Berlin Alexanderplatz
Seit seiner Jugend hat Rainer Werner Fassbinder (1945-1982)
davon geträumt, Alfred Döblins 1929 veröffentlichten Roman „Berlin
Alexanderplatz“ zu verfilmen. Mit dem WDR hat Fassbinder bereits
seit 1971 erfolgreich zusammengearbeitet, u.a. an der – leider vorzeitig abgesetzten
– Familienserie „Acht Stunden sind kein Tag“, aber für ein Mammutprojekt
wie die Adaption von Döblins Großstadtroman wurden auch die Bavaria
Atelier GmbH und das italienische Staatsfernsehen RAI gewonnen, um die mit 13
Millionen Mark bis dato teuerste Fernsehproduktion zu schultern. Was damals als
Sensation angekündigt worden war, konnte das Publikum allerdings nicht fesseln.

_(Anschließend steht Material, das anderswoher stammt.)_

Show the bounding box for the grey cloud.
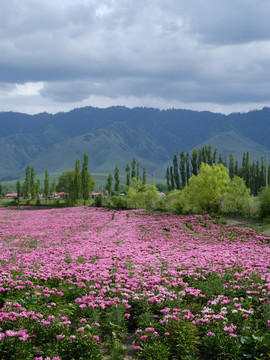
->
[0,0,270,111]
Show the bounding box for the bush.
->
[111,196,127,210]
[94,194,103,207]
[259,188,270,218]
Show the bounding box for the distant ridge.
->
[0,106,270,180]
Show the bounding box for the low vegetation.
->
[0,207,270,360]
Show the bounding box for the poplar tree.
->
[131,158,137,179]
[114,165,120,193]
[50,180,56,196]
[229,153,234,179]
[44,169,50,199]
[180,150,186,189]
[23,165,31,200]
[213,148,217,165]
[143,168,146,185]
[234,160,239,176]
[191,149,198,176]
[81,153,90,201]
[186,151,190,184]
[166,166,172,191]
[16,180,21,201]
[73,159,82,201]
[173,155,180,189]
[136,162,140,180]
[106,173,113,195]
[125,163,130,186]
[170,166,174,190]
[30,167,36,200]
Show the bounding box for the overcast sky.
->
[0,0,270,114]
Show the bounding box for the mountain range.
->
[0,106,270,180]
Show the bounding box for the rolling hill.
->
[0,106,270,180]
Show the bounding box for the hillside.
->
[0,106,270,180]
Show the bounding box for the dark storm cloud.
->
[0,0,270,112]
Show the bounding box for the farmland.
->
[0,207,270,360]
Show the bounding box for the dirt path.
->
[223,217,270,236]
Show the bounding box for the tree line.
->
[166,145,270,196]
[16,153,95,203]
[106,157,146,195]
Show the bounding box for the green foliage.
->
[44,169,50,198]
[23,165,31,200]
[259,187,270,218]
[111,196,127,210]
[106,174,113,195]
[183,163,229,213]
[114,165,120,193]
[126,177,159,209]
[221,176,251,215]
[94,194,103,207]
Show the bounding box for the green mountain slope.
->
[0,106,270,180]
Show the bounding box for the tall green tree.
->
[56,169,75,195]
[173,155,180,189]
[106,173,113,195]
[131,157,137,179]
[182,163,230,213]
[166,166,172,191]
[180,150,187,190]
[136,161,140,180]
[234,160,239,176]
[191,149,198,175]
[213,148,217,164]
[50,179,56,196]
[23,165,31,200]
[125,163,130,186]
[143,168,146,185]
[81,153,90,201]
[186,151,190,184]
[44,169,50,199]
[114,165,120,193]
[30,167,36,200]
[71,158,82,201]
[16,179,21,201]
[170,166,175,190]
[229,153,234,179]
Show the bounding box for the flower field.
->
[0,207,270,360]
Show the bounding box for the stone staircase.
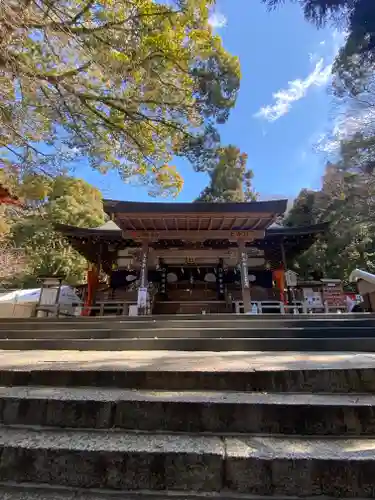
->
[0,353,375,500]
[0,314,375,352]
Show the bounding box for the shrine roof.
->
[104,200,287,235]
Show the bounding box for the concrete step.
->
[0,322,375,340]
[0,314,375,331]
[0,429,375,498]
[0,364,375,394]
[0,333,375,353]
[0,387,375,436]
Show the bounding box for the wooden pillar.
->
[138,242,148,316]
[280,240,292,305]
[238,242,251,314]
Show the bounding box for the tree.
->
[3,167,104,286]
[195,146,257,203]
[262,0,375,70]
[0,0,240,194]
[284,163,375,280]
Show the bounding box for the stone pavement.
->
[0,350,375,372]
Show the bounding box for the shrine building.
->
[55,200,327,314]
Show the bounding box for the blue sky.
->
[75,0,343,201]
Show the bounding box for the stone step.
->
[0,314,375,331]
[0,429,375,498]
[0,322,375,340]
[0,336,375,353]
[0,387,375,436]
[0,366,375,394]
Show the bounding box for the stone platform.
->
[0,350,375,372]
[0,322,375,500]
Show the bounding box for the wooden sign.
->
[323,281,346,308]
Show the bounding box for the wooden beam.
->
[122,230,265,242]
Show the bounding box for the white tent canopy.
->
[0,285,81,304]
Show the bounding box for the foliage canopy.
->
[0,0,240,194]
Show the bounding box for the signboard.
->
[285,269,298,287]
[323,280,346,309]
[234,231,254,239]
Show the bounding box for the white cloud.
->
[317,108,375,154]
[255,31,345,122]
[208,10,227,29]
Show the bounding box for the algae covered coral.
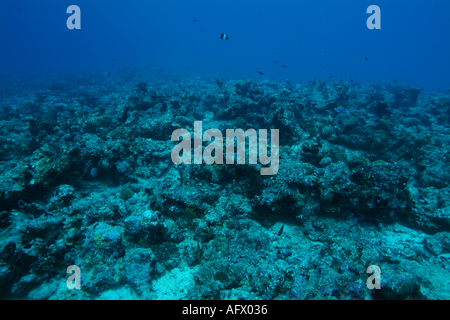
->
[0,67,450,299]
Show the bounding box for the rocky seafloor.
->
[0,67,450,300]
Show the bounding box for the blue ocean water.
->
[0,0,450,302]
[0,0,450,91]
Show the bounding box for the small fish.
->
[278,224,284,236]
[334,107,347,113]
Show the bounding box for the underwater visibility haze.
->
[0,0,450,300]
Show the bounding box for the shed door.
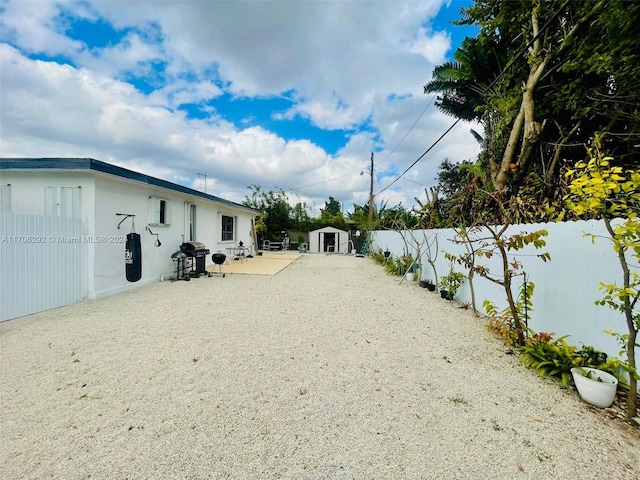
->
[323,233,336,252]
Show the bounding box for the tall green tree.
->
[436,0,640,208]
[242,185,293,240]
[324,197,342,215]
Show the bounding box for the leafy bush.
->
[482,282,535,345]
[519,333,613,387]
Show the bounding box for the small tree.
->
[446,219,551,346]
[565,137,640,420]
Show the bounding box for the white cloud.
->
[0,0,477,207]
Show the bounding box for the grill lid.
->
[180,242,207,253]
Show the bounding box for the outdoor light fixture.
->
[145,226,162,247]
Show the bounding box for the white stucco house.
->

Die Zuschauerquoten brachen nach vier Folgen ein. Erst in der sorgfältigen
Restauration des damals günstigen 16mm-Materials, das in der Fernsehausstrahlung
viel zu dunkel wirkte, kommt die künstlerische Qualität der Geschichte von
Franz Biberkopf in 13 Teilen und einem Epilog voll zur Geltung.
Inhalt:
Als Franz Biberkopf (Günter Lamprecht) im Jahr 1928 nach
vier Jahren aus der Haftanstalt Berlin-Tegel entlassen wird, in der wegen
Totschlags seiner Freundin Ida (Barbara Valentin) eingesessen hatte, streunt
er etwas orientierungslos in der Gegend herum. Er schwört sich, ehrlich zu
bleiben, doch dieses Vorhaben gestaltet sich in der Stadt mit über 600.000 Arbeitslosen
schwierig. Immerhin kann er sein altes Zimmer bei Frau Bast (Brigitta Mira)

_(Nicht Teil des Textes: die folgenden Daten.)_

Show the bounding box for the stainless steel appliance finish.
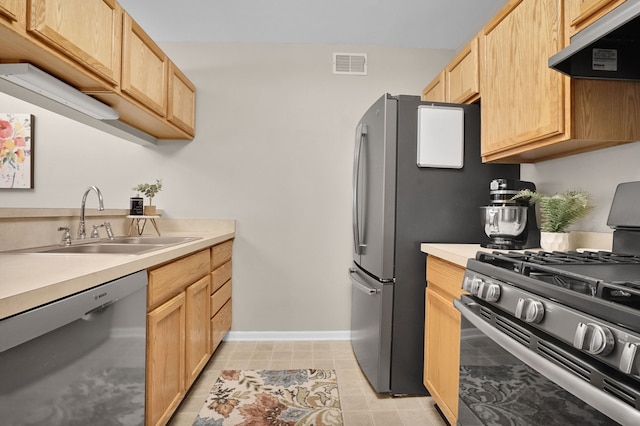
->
[454,296,640,426]
[455,182,640,425]
[549,0,640,80]
[350,94,520,395]
[480,178,540,250]
[0,271,147,426]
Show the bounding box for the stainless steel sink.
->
[101,237,201,246]
[34,243,166,254]
[5,237,201,255]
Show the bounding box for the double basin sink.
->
[7,237,201,255]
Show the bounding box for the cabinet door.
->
[211,300,231,352]
[167,61,196,135]
[422,70,445,102]
[424,287,460,424]
[445,37,480,104]
[186,275,211,388]
[146,293,186,426]
[28,0,122,84]
[424,256,464,424]
[121,13,169,117]
[0,0,27,26]
[481,0,565,160]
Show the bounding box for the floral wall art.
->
[0,113,33,189]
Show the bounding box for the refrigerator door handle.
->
[349,269,380,296]
[351,123,367,254]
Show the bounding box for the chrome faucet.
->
[78,186,104,240]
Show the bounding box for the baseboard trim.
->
[223,330,351,342]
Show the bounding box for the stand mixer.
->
[480,178,540,250]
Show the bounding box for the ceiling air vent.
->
[333,53,367,75]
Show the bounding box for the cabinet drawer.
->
[211,261,232,293]
[211,240,233,269]
[147,249,211,308]
[211,300,231,352]
[427,256,464,299]
[210,281,231,317]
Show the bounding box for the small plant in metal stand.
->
[131,179,162,216]
[513,189,593,251]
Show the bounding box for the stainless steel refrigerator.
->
[349,94,520,395]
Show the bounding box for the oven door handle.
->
[453,296,640,425]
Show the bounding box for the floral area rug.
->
[193,369,343,426]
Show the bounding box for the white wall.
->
[521,142,640,232]
[0,43,455,331]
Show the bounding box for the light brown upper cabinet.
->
[28,0,122,89]
[422,37,480,104]
[480,0,640,163]
[444,37,480,104]
[121,13,169,117]
[0,0,196,140]
[422,70,446,102]
[0,0,27,27]
[564,0,626,37]
[167,61,196,135]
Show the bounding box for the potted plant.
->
[513,189,593,251]
[132,179,162,216]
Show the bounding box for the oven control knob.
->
[515,298,544,324]
[477,281,500,302]
[462,277,482,296]
[573,322,615,355]
[619,342,638,374]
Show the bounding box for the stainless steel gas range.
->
[454,182,640,426]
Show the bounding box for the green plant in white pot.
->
[513,189,593,251]
[131,179,162,216]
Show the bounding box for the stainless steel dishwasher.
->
[0,271,147,426]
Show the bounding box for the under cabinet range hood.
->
[0,63,158,146]
[0,64,119,120]
[549,0,640,81]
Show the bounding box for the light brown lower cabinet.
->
[146,293,186,425]
[145,240,233,426]
[424,255,464,424]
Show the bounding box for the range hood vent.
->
[0,63,158,146]
[549,0,640,81]
[0,64,119,120]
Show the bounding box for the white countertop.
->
[0,221,235,319]
[420,231,612,267]
[420,243,508,267]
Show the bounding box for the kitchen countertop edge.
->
[0,220,235,319]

beziehen, lernt die Polin Lina (Elisabeth Trissenaar) kennen und findet durch
einen „Onkel“ Arbeit als Verkäufer von Schnürsenkeln, dann als
Zeitungsverkäufer, doch beide Tätigkeiten bringen nicht viel ein und lassen Franz
am Sinn des Lebens zweifeln, weshalb er sich zusehends dem Alkohol hingibt. Durch
seinen alten Freund Meck (Franz Buchrieser) lernt er den Kleinganoven
Reinhold (Gottfried John) kennen, der stets nach kurzer Zeit seine
Frauen loswerden will und sie Franz aufs Auge drückt. Reinhold bringt Franz in
die Organisation von Pums (Ivan Desny). Bei einem organisierten Diebstahl
steht Franz unwissentlich Schmiere und wird bei der Flucht vor einem
vermeintlichen Verfolger von Reinhold aus dem Wagen geschmissen, worauf Franz
von dem nachfolgenden Fahrzeug überrollt wird und seinen rechten Arm verliert.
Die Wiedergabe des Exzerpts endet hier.